Для расследования причин пожаров в Поволжье в Симбирск отправилась комиссия во главе с сенатором Ждановым. На обратном пути в столицу он внезапно скончался, а его портфель с результатами расследования бесследно исчез. Распространялись слухи, что пожары организованы с провокационными целями самими властями, озабоченными недовольством народа половинчатостью объявленных реформ. Все говорило о том, что после кратковременного пробуждения надежд на коренные преобразования в России поднялась волна реакции. Петр Кропоткин надеялся, что до далекой Сибири эта волна не сразу докатится и там ему удастся что-то сделать. Это было важнейшим побуждением к отъезду в край, где когда-то губернаторствовал его дед по матери Николай Сулима, куда более тридцати лет тому назад Николай I отправил на бессрочную каторгу декабристов и откуда всего годом ранее сбежал легендарный Михаил Бакунин. Все это, конечно, отражалось в сознании покидающего Петербург Кропоткина. Но на вопрос великого князя Михаила он ответил кратко: «Путешествовать хочется». И в этом не слукавил.
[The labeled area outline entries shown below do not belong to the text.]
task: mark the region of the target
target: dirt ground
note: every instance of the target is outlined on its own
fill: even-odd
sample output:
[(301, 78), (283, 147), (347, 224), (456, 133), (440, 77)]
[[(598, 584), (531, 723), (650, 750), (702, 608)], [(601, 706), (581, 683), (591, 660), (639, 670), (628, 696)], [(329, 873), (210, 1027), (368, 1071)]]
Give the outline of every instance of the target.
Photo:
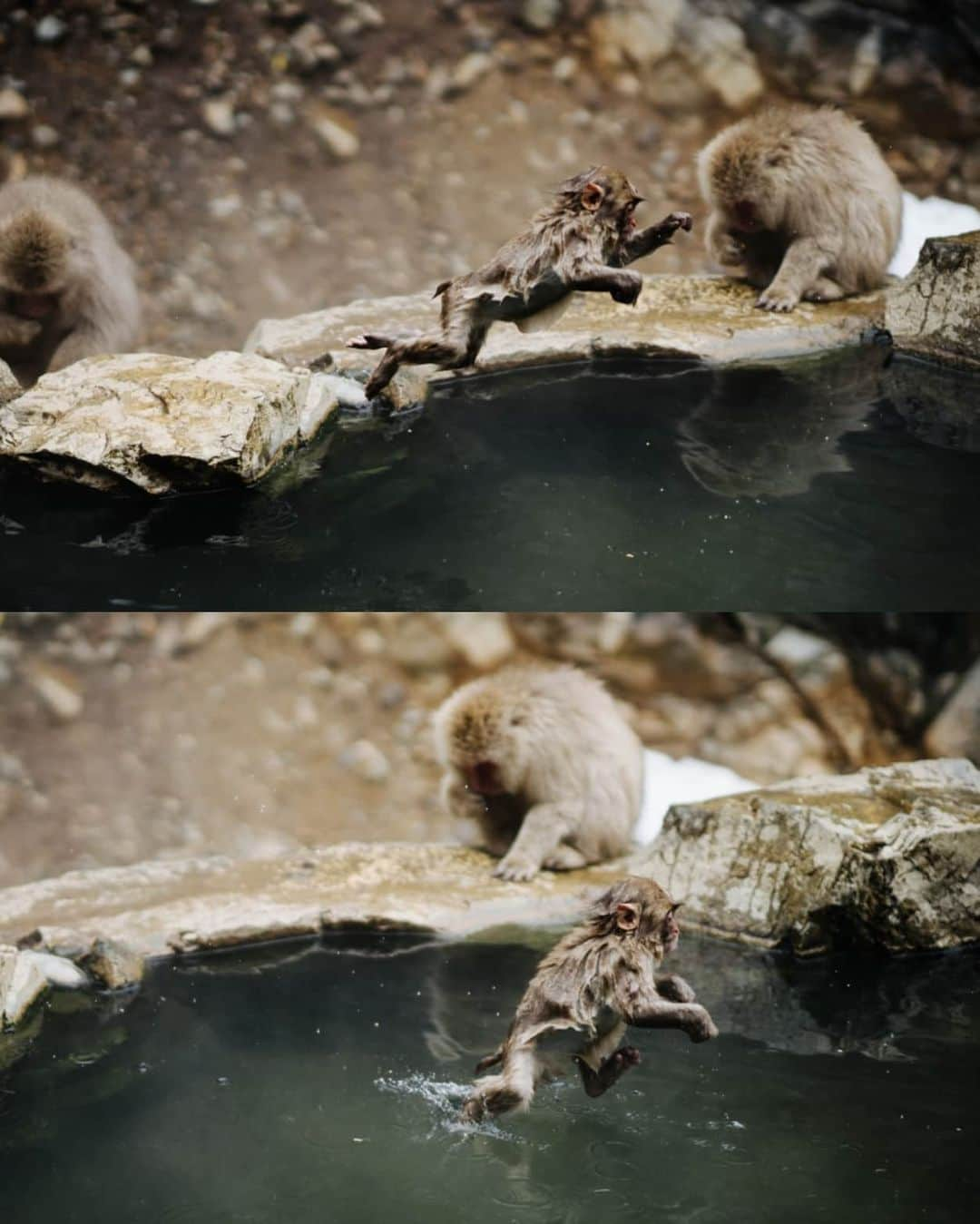
[[(677, 67), (642, 89), (628, 72), (603, 78), (581, 23), (536, 32), (519, 20), (525, 7), (4, 6), (13, 93), (0, 151), (9, 174), (91, 187), (137, 262), (144, 345), (187, 354), (237, 348), (263, 316), (473, 267), (591, 163), (628, 168), (651, 220), (697, 214), (692, 158), (727, 118), (717, 99)], [(954, 158), (930, 142), (892, 154), (921, 190)], [(702, 268), (697, 234), (645, 267)]]

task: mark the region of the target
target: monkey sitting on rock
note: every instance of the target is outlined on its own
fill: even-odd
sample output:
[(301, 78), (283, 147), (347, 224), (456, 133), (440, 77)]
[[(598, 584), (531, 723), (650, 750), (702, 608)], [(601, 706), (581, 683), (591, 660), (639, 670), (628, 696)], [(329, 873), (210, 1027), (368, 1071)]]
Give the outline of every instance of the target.
[(744, 267), (762, 310), (836, 301), (885, 284), (902, 188), (864, 129), (832, 106), (772, 106), (699, 154), (708, 255)]
[(503, 1043), (476, 1067), (500, 1071), (476, 1081), (461, 1120), (527, 1109), (537, 1086), (560, 1073), (542, 1043), (569, 1029), (586, 1037), (571, 1056), (590, 1097), (601, 1097), (640, 1061), (639, 1050), (619, 1044), (626, 1026), (679, 1028), (692, 1042), (717, 1037), (688, 983), (657, 976), (680, 938), (677, 908), (658, 884), (639, 875), (600, 897), (538, 965)]
[(98, 204), (61, 179), (0, 187), (0, 359), (23, 384), (136, 343), (130, 257)]
[(603, 685), (574, 667), (513, 667), (436, 711), (443, 803), (475, 820), (494, 875), (530, 880), (624, 854), (640, 815), (642, 745)]
[(444, 280), (438, 334), (382, 335), (349, 340), (352, 349), (387, 349), (366, 392), (374, 397), (405, 362), (434, 362), (443, 370), (471, 366), (491, 326), (524, 324), (548, 312), (551, 319), (573, 290), (608, 293), (631, 306), (642, 277), (625, 266), (664, 246), (679, 230), (690, 230), (688, 213), (670, 213), (658, 225), (636, 230), (634, 212), (642, 197), (619, 170), (600, 165), (568, 179), (552, 204), (531, 219), (524, 233), (500, 247), (476, 272)]

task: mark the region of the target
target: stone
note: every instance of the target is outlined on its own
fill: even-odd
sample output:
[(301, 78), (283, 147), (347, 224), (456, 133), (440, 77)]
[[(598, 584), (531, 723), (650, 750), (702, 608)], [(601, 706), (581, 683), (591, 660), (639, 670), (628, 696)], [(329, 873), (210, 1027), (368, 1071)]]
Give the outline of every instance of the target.
[(980, 230), (927, 239), (887, 295), (885, 326), (899, 351), (980, 371)]
[(143, 980), (143, 957), (115, 939), (95, 939), (80, 966), (106, 990), (131, 990)]
[(980, 765), (980, 662), (932, 720), (924, 743), (934, 756), (968, 756)]
[[(841, 302), (803, 302), (792, 315), (755, 308), (756, 294), (727, 277), (648, 275), (636, 306), (619, 306), (603, 294), (576, 294), (548, 329), (520, 332), (499, 323), (480, 354), (480, 372), (595, 357), (690, 357), (711, 365), (756, 361), (856, 345), (885, 321), (885, 293)], [(414, 332), (438, 327), (431, 293), (354, 301), (288, 319), (262, 319), (246, 353), (286, 366), (333, 359), (339, 375), (366, 381), (376, 354), (347, 349), (363, 332)], [(432, 379), (456, 378), (433, 366), (403, 367), (392, 384), (396, 409), (425, 399)]]
[(46, 991), (48, 979), (38, 965), (0, 944), (0, 1029), (22, 1024)]
[(358, 397), (240, 353), (89, 357), (0, 408), (0, 458), (103, 491), (253, 485)]
[(800, 955), (980, 939), (980, 771), (914, 761), (670, 809), (634, 868), (688, 922)]

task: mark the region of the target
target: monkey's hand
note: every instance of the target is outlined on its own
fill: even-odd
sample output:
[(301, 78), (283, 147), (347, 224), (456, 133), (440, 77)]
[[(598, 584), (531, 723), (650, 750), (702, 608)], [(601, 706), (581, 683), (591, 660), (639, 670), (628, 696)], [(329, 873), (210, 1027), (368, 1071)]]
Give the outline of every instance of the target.
[(759, 310), (782, 311), (789, 313), (800, 300), (799, 291), (785, 285), (778, 285), (774, 280), (768, 289), (763, 289), (756, 301)]
[(674, 1002), (694, 1002), (696, 998), (694, 989), (675, 973), (657, 978), (657, 994)]
[(634, 306), (644, 288), (644, 278), (637, 272), (622, 272), (617, 282), (609, 289), (609, 296), (614, 302), (624, 306)]

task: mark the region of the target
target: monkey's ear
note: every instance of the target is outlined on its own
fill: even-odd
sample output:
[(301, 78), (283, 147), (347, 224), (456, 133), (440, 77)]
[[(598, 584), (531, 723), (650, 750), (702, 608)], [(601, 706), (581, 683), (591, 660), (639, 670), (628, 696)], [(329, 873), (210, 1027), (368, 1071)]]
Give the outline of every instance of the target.
[(590, 213), (593, 213), (598, 206), (602, 203), (602, 197), (606, 192), (602, 190), (598, 182), (586, 182), (582, 187), (582, 208), (587, 208)]
[(613, 918), (619, 930), (636, 930), (640, 925), (640, 909), (637, 906), (623, 901), (615, 907)]

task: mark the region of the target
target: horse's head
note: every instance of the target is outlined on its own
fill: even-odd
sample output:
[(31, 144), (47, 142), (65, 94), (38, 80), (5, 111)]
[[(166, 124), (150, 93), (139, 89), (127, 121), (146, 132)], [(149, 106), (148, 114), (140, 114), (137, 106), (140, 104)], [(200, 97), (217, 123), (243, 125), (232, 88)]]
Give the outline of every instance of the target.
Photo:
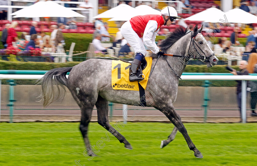
[(203, 27), (202, 26), (198, 29), (196, 25), (193, 31), (191, 32), (191, 41), (188, 53), (193, 57), (200, 58), (198, 60), (205, 63), (207, 67), (210, 67), (217, 64), (218, 60), (208, 45), (209, 41), (206, 40), (201, 33)]

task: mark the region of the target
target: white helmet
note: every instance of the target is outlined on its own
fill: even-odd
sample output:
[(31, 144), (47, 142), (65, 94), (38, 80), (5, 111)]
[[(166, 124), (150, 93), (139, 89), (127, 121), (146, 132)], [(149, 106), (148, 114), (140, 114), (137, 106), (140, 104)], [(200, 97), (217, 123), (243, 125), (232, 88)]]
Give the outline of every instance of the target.
[(177, 13), (175, 9), (171, 6), (166, 6), (162, 8), (161, 11), (161, 14), (164, 16), (167, 16), (173, 17), (175, 19), (180, 18), (177, 16)]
Была у него встреча и с самим императором, чьим беззаветно преданным пажом он был совсем недавно. В начале января он заслужил похвалу во время парада-смотра, проводившегося в комнатах дворца, когда Александр II почему-то двигался вдоль строя с необычайной стремительностью, будто убегая от опасности. Оглянувшись, он встретился взглядом с не отставшим от него, запыхавшимся пажом и произнес: «Ты здесь? Молодец!» Тогда, как вспоминал Кропоткин, он готов был в соответствии с уставом, не задумываясь, отдать жизнь за царя. Впоследствии он наблюдал происходившие под влиянием событий в Польше и России изменения в характере и взглядах Александра, который все сильнее сворачивал от половинчатых реформ на путь реакции. Буквально на следующий день после ареста Чернышевского состоялась церемония производства в офицеры кадетов и пажей. После парада император приказал приблизиться к нему произведенных офицеров. «Тут я увидел Александра II в совершенно новом для меня свете, – вспоминал Кропоткин. – Во весь рост встал передо мною свирепый укротитель Польши и вешатель последних годов. Он весь сказался в своей речи…» Начал царь спокойно, напоминая о военных обязанностях и верности государю, но внезапно лицо его исказилось злобной гримасой и он стал выкрикивать: «Но если – чего Боже сохрани – кто-нибудь из вас изменит царю, престолу и отечеству, я поступлю с ним по всей строгости закона, без ма-лейшего по-пу-щения!» Он пришпорил коня и ускакал прочь. А Петру Кропоткину вспомнилось багровое от ярости лицо отца, когда тот кричал на крепостных: «Я с тебя шкуру спущу!» На другой день после этого царского напутствия по приказу Александра были расстреляны три офицера, а рядовой Щур засечен шпицрутенами до смерти. Об этом вспомнил Кропоткин в своих мемуарах. Там же он написал: «Петербург принял мрачный характер. По улицам ходили отряды пехоты. Казачьи патрули разъезжали кругом дворца. Петропавловская крепость наполнялась политическими заключенными. Куда я ни приходил, всюду я видел одно и то же – торжество реакции. Я оставлял Петербург без сожаления» [2]2
  Кропоткин П. А.Дневники разных лет. М., 1992. С. 29.


[Закрыть]
. 24 июня 1862 года, в поезде Николаевской железной дороги Петербург – Москва, началось путешествие молодого офицера в азиатскую часть России.